Микулка помолчал, сжал кулак, похрустел мослами, добавил:
— Пока терпим. Пока!
— Вот и гоже! — улыбнулся Извек. — И надо терпеть до поры до времени. А там уж как придётся.
Сотник наполнил свободную кружку, но Микулка отодвинул угощение, нахмурился.
— Бедулька тут одна народилась. Сарветовы псы на тебя зубы навострили. Злятся, твоему непочтению и тому, что в делах их не помогаешь. Проведали, что лучше прочих округи знаешь и желают, чтобы ты к ним на доклад ходил, рёк как народ живёт: кто по старым поконам, а кто по новым. Ещё хотели заставить тебя проводником стать, чтобы тайные капища показал, на волхвов их выводил, укромы искал. Однако, чуяли, что не пойдёшь на это и ломали головы как тебя примучить. Нынче, почитай, удумали.
— О как! — невесело улыбнулся Сотник. — Ну и…
— Чернях с Сарветом брякнули у князя, будто возле убитого Егория Холма Огородного твой след видели. Дескать, надо тебя прищучить, да заставить отслужить свой грех.
Извек напрягся, но глаза держал весёлыми. Спешно соображал, мог ли оставить следы на утоптанной земле. Ничего не подозревающий Микулка тем временем продолжал:
— Владимир уж было согласился отдать им тебя на наказание, да наши вовремя обмолвились, что тебя в то время на дальнюю засеку посылали. Потом и воевода припомнил, что ты на следующий день, утром вернулся и при Егории оказаться никак не мог. Так что остались они с хреном от пожилого зайца. Но думки свои, псячьи, наверняка не оставили. Ты бы остерёгся что ли, да почаще пред княжьи очи появлялся, глядишь Красно Солнце сподобится, да чином одарит. Кое—кто из врагов хвосты бы маленько поджал, поутих, а то и вовсе языки свои в дупы позасовывал.
Сотник незаметно перевёл дух, хмыкнул, сводя всё к шутке.
— Чины говоришь? А на кой они мне? Меня и так любая собака Сотником кличет, чем не чин? Чай, не мелочь какая… цельный сотник! Хотя мне и в десятниках не скушно!
— Да ты же, ежели бы не твой характер, давно бы тысяцким стал.
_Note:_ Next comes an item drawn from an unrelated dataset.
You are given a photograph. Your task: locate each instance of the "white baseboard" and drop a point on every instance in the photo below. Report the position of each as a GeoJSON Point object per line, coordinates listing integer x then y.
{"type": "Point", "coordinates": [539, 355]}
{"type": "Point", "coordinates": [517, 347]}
— Как княжьи псы Добрыня и Путята? — прищурился Сотник.
— Как Извек! — недовольно пояснил Микулка. — А так нажил себе врагов целую свору и мыкаешься из—за их козней, как неприкаянный. Чернях вон, сука, дерьмом весь исходит, придумывая как тебя извести. Сам, скотина скотиной, ничего, кроме как к князю ластиться, не умеет, а ходит в любимчиках. Ты же, как пробитая лодья, едва на плаву держишься.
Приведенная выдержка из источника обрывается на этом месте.